Het eerste kind dat het huis verlaat is een waterscheiding.

 

 

Vriendinnen met iets oudere kinderen zeiden het steeds: het eerste kind dat het huis verlaat is een waterscheiding, de laatste maakt het pad begaanbaar om los te laten. ‘Je zult zien dat je er tegen die tijd echt aan toe bent, Es.’ Meestal knikte ik wat meewarig, echt geloven deed ik het niet.

 

 

Sinds mijn dochter haar eindexamen had gehaald, was ze aan het feesten geslagen. In de eerste weken begreep ik dat nog volkomen. De ontlading, het succes, het afscheid van school – dat moest allemaal uitgebreid gevierd worden. Het was zomer, de avonden waren lang, de nachten kort, de feestjes eindeloos. Na onze familievakantie zou ze al gauw naar Valencia vertrekken voor een cursus Spaans. Voor die tussenliggende weken had het geen zin om een baantje te zoeken; niemand zou haar voor die korte duur aannemen, dat wist ze zeker.

 

 

Dus vulden haar dagen zich voornamelijk met uitgaan en uitslapen. Met het oog op haar vertrek dulden wij ouders dit ritme, waarin dag en nacht stuivertje hadden gewisseld, met steeds minder enthousiasme, dat moet gezegd. Maar toen ze eenmaal vertrokken was, viel me op dat ik opeens zoveel rustiger sliep.
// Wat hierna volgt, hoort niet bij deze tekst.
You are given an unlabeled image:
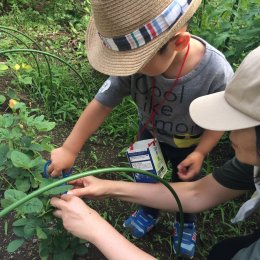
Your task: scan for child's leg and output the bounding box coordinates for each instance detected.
[168,147,201,223]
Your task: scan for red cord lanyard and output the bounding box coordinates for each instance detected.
[130,44,190,150]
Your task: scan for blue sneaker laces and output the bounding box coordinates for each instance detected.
[173,221,196,259]
[123,209,158,238]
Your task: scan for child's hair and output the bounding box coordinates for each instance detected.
[158,21,189,54]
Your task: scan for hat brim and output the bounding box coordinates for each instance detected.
[86,0,201,76]
[190,91,260,131]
Het aanrecht was schoon, de handdoeken hingen gewoon aan het rekje in de badkamer. En ik vond dat best prettig, allemaal.

 

 

Terug uit Valencia werd het uitgaan weer vrolijk opgepakt. Sterker nog, de Spaanse tijden werden hier gewoon voortgezet; thuiskomen om 5.30 uur was geen uitzondering. Streng wilde ik niet zijn. Ze was maar voor een paar dagen terug op het nest; haar volgende reis diende zich alweer aan. Dit keer zou ze voor vier maanden naar Costa Rica gaan, om een school te bouwen, om nieuwe aanwas in het regenwoud te planten. Allemaal nobele projecten waarvoor ze een rugzak vol lelijke dingen, zoals een afritsbroek, een regenjas en Teva-slippers, had ingepakt. Ze wilde nog een klein weekje shinen en sjansen met haar vrienden en vriendinnen, voor ze vier maanden make-uploos de jungle in zou trekken.

 

 

We vonden het goed. Of beter gezegd: we gaven ons eraan over. Ik kon dat weekje maar beter van haar aanwezigheid genieten, als ze tenminste wakker was. Maar hoe groot ons huis ook is, het voelde opeens een beetje krap. Haar koffers lagen dagenlang opengeslagen midden in de gang. De hond raakte van slag door al dat nachtbraken, en mijn geduld met dat eindeloze bellen op de luidspreker terwijl ze voor de spiegel stond te dralen, slonk met de dag. Dit was wat die vriendinnen bedoelden met: ‘je groeit ernaartoe.’

 

 

Vanmorgen zwaaide ik haar uit, mijn kleine avonturier. Ze was eraan toe en ik geloof ik ook. Maar toch, vier maanden is lang. Als ze achttien wordt, kan ik haar niet bellen, dan zit ze op een plek zonder bereik. Sinterklaasavond mist dit jaar haar altijd steengoeie surprise. De kerstboom versier ik daarna zonder haar.

 

 

Naast mijn laptop vond ik een brief, waarin ze me allerlei liefs en dierbaars toevertrouwde. Door mijn tranen heen las ik hem drie keer. We zijn er klaar voor en het is goed, maar god, wat ga ik dat kind missen.